Jacklin lives in a very small town, overshadowed by mountains & a forest where people come to end their lives.
Meanwhile, Jack is trying to kickstart her own life - leaving school to work a part-time job, moving in with her newly-returned older sister, & having a fling with an older boy from the next town.
It's that time between leaving school & starting the rest of your life. Jack thinks she’s living but she’s in limbo, waiting for Luke to love her.
Jack is quite independent and fierce. In that way she was like Mim in ‘All I Ever Wanted’, except Mim was tougher yet ‘behaved’ better, trying to stick by her rules. Jack is behaving badly by leaving school, living with her sister, not seeing her parents, and having sex, yet she is a good caring person in many ways, who notices a lot of details about other people. She's just confused and making mistakes a lot - a very teenage thing to do. A great character!
When Luke doesn't come to meet her at 'their spot' one day, Jack goes off on a trail of rebellion and mistakes. But I love that she does this while still caring for people - Mr Broadbent with his dementia, and Pope, the guy camping in the woods, whom Jack is convinced has come to kill himself. And she tries her best to care for her old dog Gypsy, and the stray cat who won't let anybody near him.
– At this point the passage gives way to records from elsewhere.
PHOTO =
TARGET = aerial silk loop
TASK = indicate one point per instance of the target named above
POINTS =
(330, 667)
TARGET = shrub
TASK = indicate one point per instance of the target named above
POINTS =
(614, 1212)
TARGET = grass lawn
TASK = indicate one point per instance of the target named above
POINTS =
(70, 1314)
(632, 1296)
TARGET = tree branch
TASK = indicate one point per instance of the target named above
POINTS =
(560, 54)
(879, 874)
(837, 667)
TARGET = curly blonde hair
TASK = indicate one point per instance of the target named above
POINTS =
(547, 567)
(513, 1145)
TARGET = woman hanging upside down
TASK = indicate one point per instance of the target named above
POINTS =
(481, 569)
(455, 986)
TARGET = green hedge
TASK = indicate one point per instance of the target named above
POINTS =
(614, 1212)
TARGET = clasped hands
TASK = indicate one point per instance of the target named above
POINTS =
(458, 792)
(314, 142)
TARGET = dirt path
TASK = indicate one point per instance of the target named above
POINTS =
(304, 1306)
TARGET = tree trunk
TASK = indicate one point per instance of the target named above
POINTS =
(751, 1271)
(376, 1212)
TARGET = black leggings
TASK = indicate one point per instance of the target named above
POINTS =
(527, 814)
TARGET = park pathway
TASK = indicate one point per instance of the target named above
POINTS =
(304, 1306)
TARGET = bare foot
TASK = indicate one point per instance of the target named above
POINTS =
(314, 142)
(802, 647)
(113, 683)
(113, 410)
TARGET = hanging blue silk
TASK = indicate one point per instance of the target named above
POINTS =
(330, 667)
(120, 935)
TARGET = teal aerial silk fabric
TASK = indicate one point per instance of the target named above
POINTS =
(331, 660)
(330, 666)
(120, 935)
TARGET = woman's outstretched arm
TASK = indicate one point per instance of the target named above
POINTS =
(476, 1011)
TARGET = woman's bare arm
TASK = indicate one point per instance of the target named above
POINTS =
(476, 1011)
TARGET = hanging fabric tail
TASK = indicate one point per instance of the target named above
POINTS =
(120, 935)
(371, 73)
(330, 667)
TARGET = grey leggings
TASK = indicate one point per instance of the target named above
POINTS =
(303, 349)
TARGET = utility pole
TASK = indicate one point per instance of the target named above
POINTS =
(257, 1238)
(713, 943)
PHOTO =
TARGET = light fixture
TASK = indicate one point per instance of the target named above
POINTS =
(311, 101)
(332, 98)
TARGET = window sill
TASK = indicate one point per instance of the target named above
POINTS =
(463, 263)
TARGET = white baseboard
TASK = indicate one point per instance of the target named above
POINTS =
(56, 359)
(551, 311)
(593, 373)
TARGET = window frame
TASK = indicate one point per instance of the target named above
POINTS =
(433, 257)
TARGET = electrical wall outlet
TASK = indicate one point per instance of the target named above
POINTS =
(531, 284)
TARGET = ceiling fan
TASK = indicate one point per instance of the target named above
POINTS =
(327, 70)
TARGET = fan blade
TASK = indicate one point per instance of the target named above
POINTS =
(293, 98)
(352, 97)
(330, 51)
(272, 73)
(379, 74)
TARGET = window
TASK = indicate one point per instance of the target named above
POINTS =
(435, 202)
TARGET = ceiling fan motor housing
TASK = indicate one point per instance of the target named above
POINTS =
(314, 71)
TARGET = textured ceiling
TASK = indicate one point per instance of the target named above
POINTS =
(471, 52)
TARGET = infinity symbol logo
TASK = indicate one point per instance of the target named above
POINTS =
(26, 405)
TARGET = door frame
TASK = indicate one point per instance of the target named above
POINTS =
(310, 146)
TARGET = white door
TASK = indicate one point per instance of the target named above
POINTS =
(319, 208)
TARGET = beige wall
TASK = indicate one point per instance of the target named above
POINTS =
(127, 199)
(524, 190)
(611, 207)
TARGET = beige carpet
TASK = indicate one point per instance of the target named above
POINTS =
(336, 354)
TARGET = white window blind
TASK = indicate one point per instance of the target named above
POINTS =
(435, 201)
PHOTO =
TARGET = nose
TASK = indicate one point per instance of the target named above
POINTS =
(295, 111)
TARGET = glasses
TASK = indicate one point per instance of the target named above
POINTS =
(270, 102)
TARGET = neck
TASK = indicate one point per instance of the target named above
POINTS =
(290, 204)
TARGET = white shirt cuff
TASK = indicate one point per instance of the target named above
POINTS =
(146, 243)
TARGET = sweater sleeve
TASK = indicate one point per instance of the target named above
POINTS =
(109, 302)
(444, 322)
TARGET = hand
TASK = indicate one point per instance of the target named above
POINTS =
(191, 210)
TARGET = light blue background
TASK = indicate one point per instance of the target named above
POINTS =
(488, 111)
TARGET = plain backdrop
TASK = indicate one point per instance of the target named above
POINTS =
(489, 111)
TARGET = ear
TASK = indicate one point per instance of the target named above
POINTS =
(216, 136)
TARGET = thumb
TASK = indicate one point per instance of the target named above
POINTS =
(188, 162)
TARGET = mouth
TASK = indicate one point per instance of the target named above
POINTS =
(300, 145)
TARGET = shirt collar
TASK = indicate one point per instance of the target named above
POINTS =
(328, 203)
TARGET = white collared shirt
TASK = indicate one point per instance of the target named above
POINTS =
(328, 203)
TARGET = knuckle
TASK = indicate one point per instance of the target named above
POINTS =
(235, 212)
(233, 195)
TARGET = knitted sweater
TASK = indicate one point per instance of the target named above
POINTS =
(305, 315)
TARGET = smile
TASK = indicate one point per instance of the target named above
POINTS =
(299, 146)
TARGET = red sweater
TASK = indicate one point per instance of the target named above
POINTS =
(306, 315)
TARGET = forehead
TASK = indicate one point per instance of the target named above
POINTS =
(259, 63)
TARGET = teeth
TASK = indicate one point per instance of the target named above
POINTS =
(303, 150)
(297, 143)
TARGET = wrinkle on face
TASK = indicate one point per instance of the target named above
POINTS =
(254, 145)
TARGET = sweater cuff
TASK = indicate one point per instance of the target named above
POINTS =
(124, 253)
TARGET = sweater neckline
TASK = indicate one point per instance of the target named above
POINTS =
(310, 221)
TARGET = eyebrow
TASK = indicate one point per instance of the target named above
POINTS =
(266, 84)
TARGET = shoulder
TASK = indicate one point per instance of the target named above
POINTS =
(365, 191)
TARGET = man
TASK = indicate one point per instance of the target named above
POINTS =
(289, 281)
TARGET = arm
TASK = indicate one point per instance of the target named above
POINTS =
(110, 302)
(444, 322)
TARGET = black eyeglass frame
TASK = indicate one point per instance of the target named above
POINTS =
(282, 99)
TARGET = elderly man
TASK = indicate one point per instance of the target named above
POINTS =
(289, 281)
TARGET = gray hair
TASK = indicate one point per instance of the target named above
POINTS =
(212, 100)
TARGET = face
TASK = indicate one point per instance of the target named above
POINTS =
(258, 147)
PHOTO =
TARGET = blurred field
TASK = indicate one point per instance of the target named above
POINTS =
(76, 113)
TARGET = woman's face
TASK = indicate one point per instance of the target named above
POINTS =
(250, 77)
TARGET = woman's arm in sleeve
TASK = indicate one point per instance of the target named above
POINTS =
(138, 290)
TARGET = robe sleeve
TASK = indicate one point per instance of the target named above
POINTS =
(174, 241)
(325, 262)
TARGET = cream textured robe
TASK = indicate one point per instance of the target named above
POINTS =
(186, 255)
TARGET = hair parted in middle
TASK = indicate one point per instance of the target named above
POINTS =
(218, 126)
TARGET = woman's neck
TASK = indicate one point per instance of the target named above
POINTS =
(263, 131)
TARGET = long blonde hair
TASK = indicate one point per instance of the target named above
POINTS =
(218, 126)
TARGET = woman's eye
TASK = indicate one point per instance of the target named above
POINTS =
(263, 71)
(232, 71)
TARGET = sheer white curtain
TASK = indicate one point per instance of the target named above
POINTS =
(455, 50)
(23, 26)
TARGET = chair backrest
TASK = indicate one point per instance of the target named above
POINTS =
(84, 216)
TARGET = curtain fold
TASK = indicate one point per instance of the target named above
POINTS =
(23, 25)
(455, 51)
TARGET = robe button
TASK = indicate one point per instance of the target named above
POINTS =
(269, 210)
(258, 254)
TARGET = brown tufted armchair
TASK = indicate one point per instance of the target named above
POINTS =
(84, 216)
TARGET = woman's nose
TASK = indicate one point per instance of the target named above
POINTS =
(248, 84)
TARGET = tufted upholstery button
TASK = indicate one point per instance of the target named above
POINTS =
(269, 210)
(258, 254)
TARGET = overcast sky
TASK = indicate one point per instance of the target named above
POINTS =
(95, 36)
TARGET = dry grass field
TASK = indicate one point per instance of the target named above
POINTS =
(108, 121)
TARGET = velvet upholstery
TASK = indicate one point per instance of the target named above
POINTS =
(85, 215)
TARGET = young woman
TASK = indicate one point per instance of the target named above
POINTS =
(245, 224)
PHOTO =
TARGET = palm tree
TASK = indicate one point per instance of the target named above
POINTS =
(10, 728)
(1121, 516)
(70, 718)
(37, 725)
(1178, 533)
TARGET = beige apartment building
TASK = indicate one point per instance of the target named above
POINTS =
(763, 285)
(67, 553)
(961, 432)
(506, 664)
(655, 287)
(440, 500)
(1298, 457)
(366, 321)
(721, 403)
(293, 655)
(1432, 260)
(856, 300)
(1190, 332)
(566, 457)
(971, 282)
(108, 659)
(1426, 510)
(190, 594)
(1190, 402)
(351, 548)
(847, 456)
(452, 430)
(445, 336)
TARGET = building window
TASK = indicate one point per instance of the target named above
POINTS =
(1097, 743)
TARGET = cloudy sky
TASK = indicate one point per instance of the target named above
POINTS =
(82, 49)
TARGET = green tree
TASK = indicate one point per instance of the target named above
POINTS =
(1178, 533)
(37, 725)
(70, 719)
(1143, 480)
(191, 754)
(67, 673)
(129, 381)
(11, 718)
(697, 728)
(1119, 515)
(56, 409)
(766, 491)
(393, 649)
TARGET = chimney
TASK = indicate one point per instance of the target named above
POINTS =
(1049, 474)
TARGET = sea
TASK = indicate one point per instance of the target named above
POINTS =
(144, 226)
The narrative is interesting in that the reader gets things revealed to us slowly by Jack, such as the truth about her Ma & Dad, and the complex relatonship between Jack, older sister Trudy and their mother. At first you think you know why the girls left home, but there's more to it.
Gosh, so many amazing characters - like many small towns, everyone knows each other and everyone's a little mad. I can't not mention the wonderful Jeremiah, returned to look after his mother while she recovers from her stay in a psych ward. In some ways big, solid, dependable and strong, yet in others vulnerable, frustrating in his almost-autistic way of seeing things. Jack has to be careful how she speaks to him and treats him, and I was on tenterhooks hoping she wouldn't hurt him.
So many truths were revealed along the way, even the realisation that the townsfolk were on the whole more caring than they first appear. Even Jake is not an awful guy - he was actually more honest with Jack in what he wanted from their 'relationship', than she was with him.
This is a gritty yet tender and novel (I'm beginning to think that's Wakefield's specialty!) that captures beautifully much of the confusion and murkiness of a teenager doing her best, stuffing things up, and learning as she goes.
I do love Wakefield's style, with her unique turn of phrase, and people who swear and hurt each other and do the wrong thing, but also show unexpected kindessnesses. She is never boring, even when the characters are seemingly going nowhere!